Impact on African Americans
There is no doubt that the destruction of Medicare would have drastic
consequences for African Americans of all ages – but especially black
seniors and many with disabilities who also rely on Medicare for health
coverage.
Medicare has had a particularly positive impact on the quality of
life for African American seniors. Prior to the program’s implementation
in 1966, African Americans received substandard treatment in segregated
hospital facilities when they received treatment at all. By requiring
hospitals to prove they weren’t practicing racial discrimination in
order to receive federal funds, however, the Medicare program served
as the catalyst that enabled older African Americans to receive equal
access to affordable health care coverage. It is important to note
that since the passage of Medicare life expectancy has increased by
20 percent.
Today, reflecting historical education and labor market inequities,
African Americans are more likely to be among Medicare’s lower-income
beneficiaries. According to the Kaiser Family Foundation, while 40
percent of all Medicare beneficiaries have incomes below 200 percent
of the federal poverty level, 65 percent of African American seniors
fall below this level. As a result of their lower economic status,
African Americans are also more likely to rely on Medicaid to supplement
their Medicare coverage. (See , Rockeymoore, February
10, 2005.)
Black seniors are also twice as likely as whites to lack employer-sponsored
supplemental health insurance. Complicating matters is that African
American seniors are much more likely to be in poorer health and to
report having one or more chronic health conditions.
So, facing all of these complex challenges, what will happen to African
American seniors or those who are disabled when Medicare is replaced
with a privatized system of health care coverage? It is likely that
we will return to a pre-1966 two-tiered system where large swaths of
the population will be unable to afford access to health care. Unfortunately,
Medicaid won’t be there to help these people since the Administration
is intent on also slashing that program’s funding.

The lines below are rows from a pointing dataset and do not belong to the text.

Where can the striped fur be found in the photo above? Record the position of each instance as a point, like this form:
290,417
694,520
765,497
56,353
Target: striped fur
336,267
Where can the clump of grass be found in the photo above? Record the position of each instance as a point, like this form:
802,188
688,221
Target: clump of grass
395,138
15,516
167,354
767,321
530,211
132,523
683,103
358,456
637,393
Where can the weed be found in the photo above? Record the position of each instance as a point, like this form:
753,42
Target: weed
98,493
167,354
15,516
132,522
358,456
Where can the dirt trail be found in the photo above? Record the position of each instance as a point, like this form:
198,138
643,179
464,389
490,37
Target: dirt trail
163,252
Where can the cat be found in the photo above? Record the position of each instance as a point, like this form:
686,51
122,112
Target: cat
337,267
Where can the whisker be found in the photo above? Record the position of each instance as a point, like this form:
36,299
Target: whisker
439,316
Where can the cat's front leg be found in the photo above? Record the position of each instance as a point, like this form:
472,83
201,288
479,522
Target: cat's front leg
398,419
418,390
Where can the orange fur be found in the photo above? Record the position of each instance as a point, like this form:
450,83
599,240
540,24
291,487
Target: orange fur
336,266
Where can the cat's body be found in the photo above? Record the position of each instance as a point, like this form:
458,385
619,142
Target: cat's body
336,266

Thus, this scenario will likely result in even shorter life expectancies
for African Americans. But perhaps that won’t matter either, since
Social Security won’t be there to provide them with guaranteed income
support in old age if the Administration is successful in its privatization
efforts.
Conclusion
In sum, it is clear that the Administration is following the tenets
of its own version of the ownership society: give away the federal
treasury to the “have and have mores” by bestowing tax cuts on wealthy
individuals, huge subsidies for wealthy HMO’s, no-bid contracts for
wealthy defense firms, and large transfers to wealthy Wall Street money
managers hungry for Social Security payroll taxes. Perhaps it is the
height of irony that an Administration that came into office with historic
surpluses is striving to leave office with a legacy of having set the
stage for bankrupting the nation’s two premier social insurance programs – successfully
mismanaging taxpayer’s money and trust in the process.
Dr. Maya Rockeymoore previously served on the Social Security
Subcommittee of the U.S. House of Representatives Committee on Ways
and Means, she is the co-editor of Strengthening
Communities: Social Insurance in a Diverse America and
author of The
Political Action Handbook: A How To Guide for the Hip Hop Generation.